That species isn’t very dangerous, but the much smaller poison-arrow frogs of South America definitely are: “the golden dart frog, Phyllobates terribilis, is credited with producing ‘the most toxic naturally occurring substance’ ” (pg. 147). In captivity, deprived of the wild food from which they manufacture their toxins, the poison-arrow frogs are harmless, but their remarkable colours remain: they look like harlequins in all shades of the rainbow. Whether these rainbow frogs are also raines beaux, or “beautiful frogs”, as they might be called in French, is a matter of taste, but some frogs definitely are beautiful. So are some toads: the male golden toad, Bufo periglenes, is a vivid golden-orange. Or rather, was: it was once a tourist attraction as it swarmed “out to mate in great congregations” in the Monteverde Cloud Forest Reserve in Costa Rica, but “photographs seem to be all that remains of this exquisite amphibian” (pg. 43). Yes, the ugliness in this book isn’t supplied only by the villainous-looking cane toad, Bufo marinus, which has been munching and poisoning its way through Australia’s native wildlife since it was foolishly introduced there in 1935. There’s also ugliness in the story of what is happening to the world’s amphibians. They’ve been disappearing everywhere and most of chapter four, “Environment & Adaptation”, is given over to the threats they face from pollution, bacteria, viruses, and various fungi, including the chytrid fungus responsible for “chytridiomycosis, a fatal fungus disease that leads to thickening and sloughing of the skin and death by unknown causes” (pg. 118).

African clawed frogs, Xenopus spp., are “asymptomatic carriers” of chytrid fungus. Because they were once used in pregnancy tests, they have been introduced all over the world and may have helped the fungus spread. However, the ever-growing human population is perhaps the greatest threat to the survival of wild amphibia, as it is to fauna and flora in general.
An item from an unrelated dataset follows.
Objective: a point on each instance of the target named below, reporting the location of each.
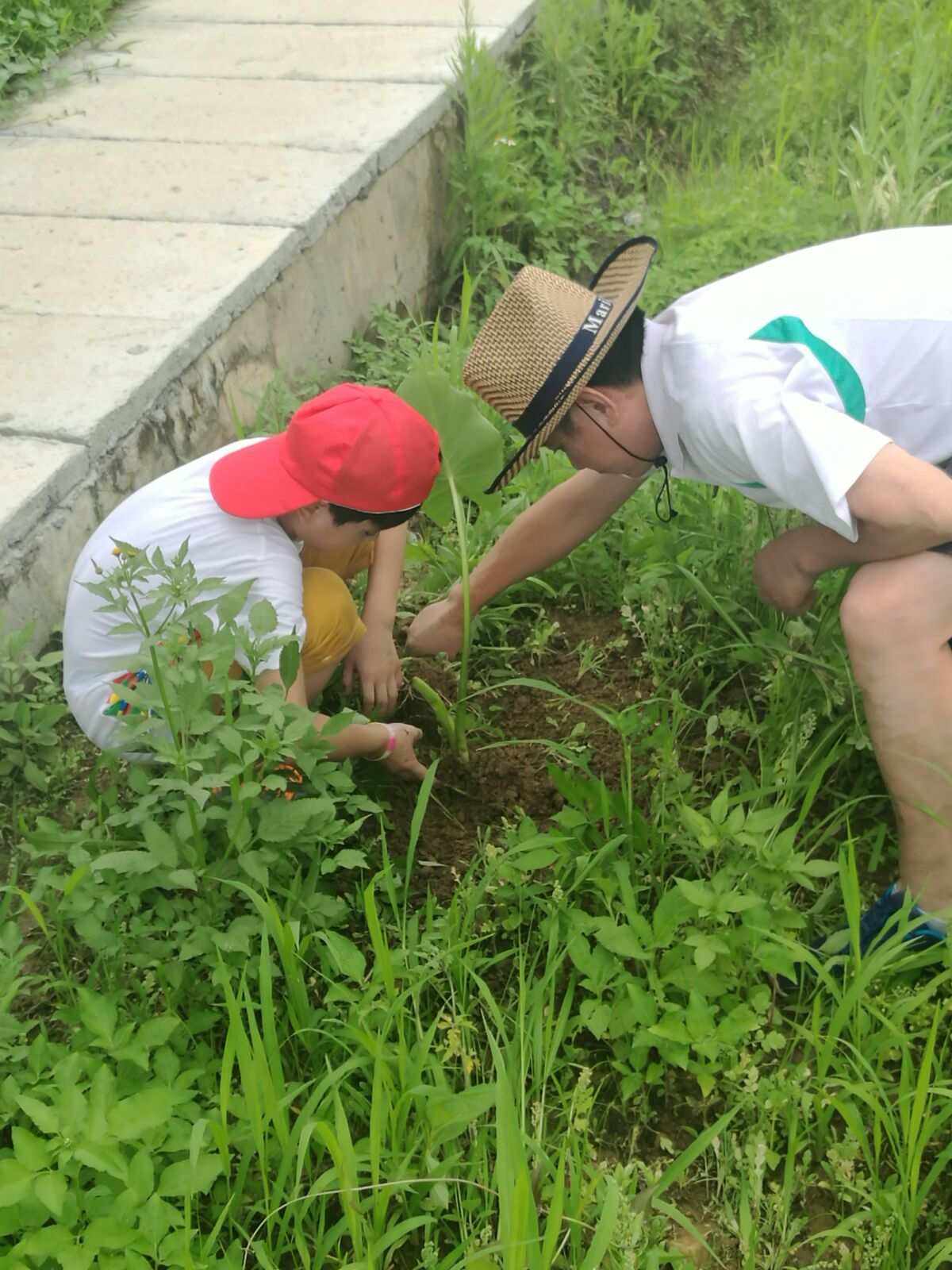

More people mean more roads and more cars, for example:

Roadkill numbers are immense. Frogs don’t even have to be hit by a vehicle; the force of its passing can literally suck them inside out. Hundreds of flattened and inverted corpses lie roadways on rainy nights. (pg. 121)

Some species may be disappearing without ever being recorded. Perhaps the strangest and unfroggy-est frog in this book is Nakisakabatrachus sahyadrensis, the Kerala purple frog of southern India, which has tiny eyes and dark, leathery skin. It lives underground most of the year and was only described by scientists in 2003. Its tiny eyes are part of its adaptation to underground life. Eyes are a guide to ecology in other ways: a batrachian’s angle of vision is a clue to its edibility. Frogs, whose eyes are usually positioned so they can see both ahead and behind, are edible and fear predators. Toads, which usually can’t see behind themselves, are inedible and don’t fear predators. I can remember once picking up a tiny toadlet, or juvenile toad, and feeling my fingers sting from the secretions it released. Among Beltz’ personal anecdotes in this book is one about what happened when she and a colleague found a Couch’s spadefoot toad, Scaphiopus couchii, on the U.S.-Mexico border:

It was drizzling, and I brought the toad into the car for a good identification. We were paging through the field guide and put on the defoggers to clear the windows when we were overcome by a wave of noxious vapor emitted by the toad. It was like teargas and we exploded out of the car, put the toad into a ditch and tried to air out the car. Whatever toxin the toad let loose that night, I was down for 24 hours, sleeping with runny eyes and all the symptoms of a major cold. My colleague was similarly affected. Other reports of noxious fumes from southwestern toads have been [made]. (“Frog Miscellany”, pg. 149)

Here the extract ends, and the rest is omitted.